じつは実話です。その10 築地本願寺の謎

入院中、高いビルの窓からよく下界を眺めていた。

窓からはレインボーブリッジや更地になった築地市場、築地場外、築地本願寺がよく見えた。


冬だったから、毎日天気だけは良くて、だけど窓を開けることもできず外に出る気力もない閉塞感のなか、ぼーっと下界を眺める日々。

なかなか進まない時間の中で、ふと視界に入る景色に違和感を感じた。

ぴったりと等間隔に立つ二人。歩く二人。

築地本願寺の境内を歩く人々がみんな二人連れに見えるのだ。

あまりにもことごとく二人連れなので、目を凝らしてよく見ると、二人と見えていた一人はどうやら影らしいということが分かった。
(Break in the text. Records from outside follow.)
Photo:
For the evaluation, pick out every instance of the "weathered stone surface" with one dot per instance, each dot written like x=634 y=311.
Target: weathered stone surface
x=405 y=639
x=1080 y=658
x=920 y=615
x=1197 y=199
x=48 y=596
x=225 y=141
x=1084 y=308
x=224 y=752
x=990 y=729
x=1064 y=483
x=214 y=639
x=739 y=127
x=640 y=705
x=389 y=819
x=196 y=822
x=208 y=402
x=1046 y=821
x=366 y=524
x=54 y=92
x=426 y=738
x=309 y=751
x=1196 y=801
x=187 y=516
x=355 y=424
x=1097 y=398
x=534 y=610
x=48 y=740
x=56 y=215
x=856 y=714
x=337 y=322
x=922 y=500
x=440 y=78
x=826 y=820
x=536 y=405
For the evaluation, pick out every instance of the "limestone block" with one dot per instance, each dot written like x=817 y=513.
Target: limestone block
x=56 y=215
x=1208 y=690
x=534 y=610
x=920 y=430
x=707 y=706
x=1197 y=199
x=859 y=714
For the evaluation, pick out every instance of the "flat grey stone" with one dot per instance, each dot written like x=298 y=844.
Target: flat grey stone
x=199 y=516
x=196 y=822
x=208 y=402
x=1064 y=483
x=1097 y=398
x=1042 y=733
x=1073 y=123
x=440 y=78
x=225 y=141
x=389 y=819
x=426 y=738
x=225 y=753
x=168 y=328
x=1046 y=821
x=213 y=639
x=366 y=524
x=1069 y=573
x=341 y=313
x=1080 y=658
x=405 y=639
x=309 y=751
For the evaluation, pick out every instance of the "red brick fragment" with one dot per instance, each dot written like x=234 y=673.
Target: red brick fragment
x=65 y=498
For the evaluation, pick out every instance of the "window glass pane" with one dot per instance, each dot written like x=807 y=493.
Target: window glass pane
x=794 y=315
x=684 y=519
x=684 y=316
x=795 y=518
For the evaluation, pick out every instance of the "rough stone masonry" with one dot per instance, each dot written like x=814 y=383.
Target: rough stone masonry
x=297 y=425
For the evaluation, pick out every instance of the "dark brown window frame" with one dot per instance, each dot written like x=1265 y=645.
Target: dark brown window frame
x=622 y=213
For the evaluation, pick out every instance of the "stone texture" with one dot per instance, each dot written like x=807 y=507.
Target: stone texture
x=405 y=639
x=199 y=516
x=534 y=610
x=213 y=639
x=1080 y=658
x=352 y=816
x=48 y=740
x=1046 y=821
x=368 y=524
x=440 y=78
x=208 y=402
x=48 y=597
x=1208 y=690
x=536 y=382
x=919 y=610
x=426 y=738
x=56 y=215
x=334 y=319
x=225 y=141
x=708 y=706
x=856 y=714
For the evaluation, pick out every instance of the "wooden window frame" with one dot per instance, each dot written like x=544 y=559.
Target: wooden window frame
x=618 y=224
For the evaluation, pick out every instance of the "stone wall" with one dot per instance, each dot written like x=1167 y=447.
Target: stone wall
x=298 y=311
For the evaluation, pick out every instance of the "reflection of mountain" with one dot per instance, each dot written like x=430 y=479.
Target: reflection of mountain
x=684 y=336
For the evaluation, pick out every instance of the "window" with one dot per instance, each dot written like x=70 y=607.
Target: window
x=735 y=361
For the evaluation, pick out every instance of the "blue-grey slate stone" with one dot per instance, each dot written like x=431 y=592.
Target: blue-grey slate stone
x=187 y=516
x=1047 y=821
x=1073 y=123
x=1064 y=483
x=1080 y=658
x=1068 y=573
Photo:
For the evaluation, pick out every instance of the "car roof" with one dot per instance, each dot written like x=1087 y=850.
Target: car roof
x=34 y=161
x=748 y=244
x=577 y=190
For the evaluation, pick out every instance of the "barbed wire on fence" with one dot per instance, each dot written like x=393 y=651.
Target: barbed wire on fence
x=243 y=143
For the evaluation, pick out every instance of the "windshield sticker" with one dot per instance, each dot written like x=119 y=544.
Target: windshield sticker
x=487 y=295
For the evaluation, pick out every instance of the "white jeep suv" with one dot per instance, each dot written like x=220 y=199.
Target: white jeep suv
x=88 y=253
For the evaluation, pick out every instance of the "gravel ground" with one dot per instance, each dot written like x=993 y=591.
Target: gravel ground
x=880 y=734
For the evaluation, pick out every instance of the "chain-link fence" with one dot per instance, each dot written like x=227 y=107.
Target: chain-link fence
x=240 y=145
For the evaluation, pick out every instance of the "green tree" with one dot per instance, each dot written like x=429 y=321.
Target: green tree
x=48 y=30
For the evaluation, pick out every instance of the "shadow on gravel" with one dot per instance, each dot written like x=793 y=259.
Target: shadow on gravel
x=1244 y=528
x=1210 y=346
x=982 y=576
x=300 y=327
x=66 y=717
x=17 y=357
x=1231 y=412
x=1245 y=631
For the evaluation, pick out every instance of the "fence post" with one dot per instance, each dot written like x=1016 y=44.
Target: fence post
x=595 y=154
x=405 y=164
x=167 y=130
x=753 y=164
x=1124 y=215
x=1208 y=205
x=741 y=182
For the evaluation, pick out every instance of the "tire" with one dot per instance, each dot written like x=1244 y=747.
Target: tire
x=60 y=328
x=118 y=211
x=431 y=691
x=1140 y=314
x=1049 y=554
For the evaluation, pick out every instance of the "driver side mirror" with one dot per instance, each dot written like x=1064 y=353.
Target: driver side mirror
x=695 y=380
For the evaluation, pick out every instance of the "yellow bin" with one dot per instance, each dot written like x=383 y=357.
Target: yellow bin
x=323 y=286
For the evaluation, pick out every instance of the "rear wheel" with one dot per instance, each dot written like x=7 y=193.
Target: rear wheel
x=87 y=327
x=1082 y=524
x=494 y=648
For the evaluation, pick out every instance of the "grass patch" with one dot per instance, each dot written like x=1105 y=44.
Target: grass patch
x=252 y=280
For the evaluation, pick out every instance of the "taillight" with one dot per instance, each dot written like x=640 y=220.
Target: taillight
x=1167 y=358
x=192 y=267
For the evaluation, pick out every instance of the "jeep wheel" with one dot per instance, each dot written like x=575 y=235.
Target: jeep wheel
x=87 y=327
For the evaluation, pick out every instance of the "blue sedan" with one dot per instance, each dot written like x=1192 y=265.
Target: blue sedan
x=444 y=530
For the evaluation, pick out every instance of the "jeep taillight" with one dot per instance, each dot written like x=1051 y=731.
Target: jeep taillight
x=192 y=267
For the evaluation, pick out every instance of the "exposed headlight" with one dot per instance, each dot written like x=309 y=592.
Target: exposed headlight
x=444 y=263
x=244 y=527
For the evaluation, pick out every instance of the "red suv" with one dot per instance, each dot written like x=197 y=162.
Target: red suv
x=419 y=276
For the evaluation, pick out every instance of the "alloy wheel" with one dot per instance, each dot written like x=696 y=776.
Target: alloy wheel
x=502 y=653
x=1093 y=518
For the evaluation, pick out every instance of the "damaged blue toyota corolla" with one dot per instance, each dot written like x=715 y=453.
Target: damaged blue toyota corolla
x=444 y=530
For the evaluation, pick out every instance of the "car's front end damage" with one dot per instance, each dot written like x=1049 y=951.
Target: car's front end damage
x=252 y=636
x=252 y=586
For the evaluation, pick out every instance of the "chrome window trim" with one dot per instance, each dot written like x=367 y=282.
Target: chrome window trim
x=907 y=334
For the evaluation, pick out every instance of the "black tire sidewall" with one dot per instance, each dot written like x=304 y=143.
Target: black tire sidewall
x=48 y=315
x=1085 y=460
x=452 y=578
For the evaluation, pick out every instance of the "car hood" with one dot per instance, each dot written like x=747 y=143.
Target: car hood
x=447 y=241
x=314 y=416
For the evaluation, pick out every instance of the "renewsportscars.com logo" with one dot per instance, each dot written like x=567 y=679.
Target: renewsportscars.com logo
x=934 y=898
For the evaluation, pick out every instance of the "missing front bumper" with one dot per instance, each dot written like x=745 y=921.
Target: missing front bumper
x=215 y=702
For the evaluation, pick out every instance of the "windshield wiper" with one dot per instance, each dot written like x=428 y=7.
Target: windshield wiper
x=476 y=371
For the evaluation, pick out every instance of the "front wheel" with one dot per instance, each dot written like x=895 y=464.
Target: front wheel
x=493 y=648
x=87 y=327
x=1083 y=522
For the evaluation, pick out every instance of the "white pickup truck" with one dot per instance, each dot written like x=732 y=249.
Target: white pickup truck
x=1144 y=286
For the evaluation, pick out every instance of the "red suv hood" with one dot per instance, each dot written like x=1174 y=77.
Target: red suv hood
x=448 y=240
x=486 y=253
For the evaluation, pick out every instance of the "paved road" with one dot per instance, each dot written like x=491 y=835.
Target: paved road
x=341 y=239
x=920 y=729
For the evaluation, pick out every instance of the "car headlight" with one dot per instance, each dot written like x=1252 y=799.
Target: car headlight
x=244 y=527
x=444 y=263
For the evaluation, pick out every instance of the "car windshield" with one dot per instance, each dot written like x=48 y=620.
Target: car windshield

普通は地面に伸びて見えるはずの影が、何故か境内に入ったとたんに立ち上がり、その人の周りにピタリと並ぶ。そんな風に見える。

時間を変えて別の日にも眺めてみたが、やはり誰もが二人連れに見えた。

しかし、試しに写真や動画を撮影してみても、映像では影が立ち上がって二人に見えることはなかった。

私は目までやられてしまったのか・・。

いやしかし、あの広々とした白い境内に、影が立体に見えることの科学的な秘密がありそうな気がする。


後日、築地本願寺境内で、浄土真宗の宗祖である親鸞聖人像に会った。同行二人という言葉。ぴったり寄り添うあの影は親鸞聖人だったのかという思いが、一瞬よぎる。